The Board is reminded that the Extraordinary General Meeting of Shareholders of the Company of 8 May 2024 (the "EGM") had authorized the Board, for a period of 5 years beginning from the publication of such authorization in the Annexes to the Belgian Official Gazette (i.e. 17 May 2024), to acquire own shares (the "Authorization"), provided that (i) the total number of own shares held by Bekaert pursuant to such authorization shall never exceed twenty per cent of the total number of shares outstanding and (ii) such acquisitions are made at a price ranging between minimum one euro and maximum thirty per cent above the arithmetic average of the closing price of the Bekaert's share during the last thirty trading days preceding the resolution of the Board (together, the "Conditions").

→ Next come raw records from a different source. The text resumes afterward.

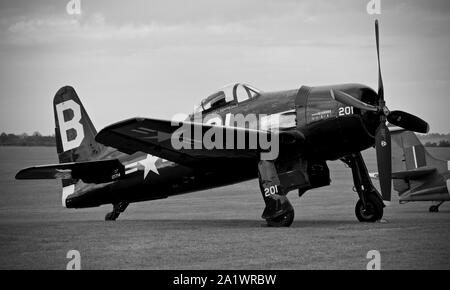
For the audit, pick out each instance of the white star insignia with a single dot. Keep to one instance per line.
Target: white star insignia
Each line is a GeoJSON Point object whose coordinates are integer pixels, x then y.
{"type": "Point", "coordinates": [149, 164]}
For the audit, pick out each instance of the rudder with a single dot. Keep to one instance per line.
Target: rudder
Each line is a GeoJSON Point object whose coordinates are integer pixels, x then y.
{"type": "Point", "coordinates": [74, 131]}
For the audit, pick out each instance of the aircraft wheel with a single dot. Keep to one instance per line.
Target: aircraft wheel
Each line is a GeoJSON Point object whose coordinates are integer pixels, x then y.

This maximum price is € 44.013.
The EGM also authorized the Board to cancel all or part of the acquired own shares.
Stichting Administratiekantoor Bekaert (the "STAK") and the other parties acting in concert with the STAK (the "Concert") will not, in the event the Board decides to implement the SBB, be requested to make a commitment towards the Company not to hold more than a certain percentage of the voting rights related to the issued and outstanding shares in the Company.

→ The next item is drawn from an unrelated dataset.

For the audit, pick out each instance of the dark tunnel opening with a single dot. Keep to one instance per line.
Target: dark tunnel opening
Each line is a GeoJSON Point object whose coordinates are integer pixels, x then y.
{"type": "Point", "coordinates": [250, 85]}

The Board engages in a discussion. It believes that the SBB and the performance of the obligations of the Company in that regard are in the interest of the Company.
RESOLUTION
The Board resolves:
- to approve, in accordance with, and subject to the conditions of, the mandate of the Extraordinary General Meeting of Shareholders of the Company of 8 May 2024, the SBB.
- that such share buy-back program will be implemented in accordance with applicable laws and regulations, the Company's Articles of Association, the Program Rules and the Bekaert Dealing Code;
- that, in accordance with the Company's Articles of Association, the purchase price should range between minimum € 1.00 and maximum thirty per cent above the arithmetic average of the closing price of the Company's share during the last thirty trading days preceding the date of the present resolution;
- that, in accordance with the Company's Articles of Association, the maximum number of shares that can be purchased under the SBB is limited to twenty per cent of the total number of shares outstanding of the Company, minus the number of own shares already held by the Company (irrespective of whether such shares have been acquired in the context of the SBB, a liquidity arrangement or otherwise), so that the total number of own shares
held by the Company shall never exceed twenty per cent of the total number of shares outstanding;
- to entrust the execution of the share buy-back program to an independent broker, which will make its trading decisions concerning the timing of the purchases independently of the Company;
- that the shares bought by the Company pursuant the share buy-back program shall be canceled;
- that any two of the following persons, acting jointly and with the power of substitution, are hereby authorized to select and appoint the independent broker, negotiate, finalize, agree on the final terms of and execute any agreements and any other document implementing the share buy-back in the name and on behalf of the Company:
- o Yves Kerstens;
- o Seppo Parvi;
- o Kathryn Taylor;
- o Philip Eyskens,
(such persons, the "Authorized Signatories").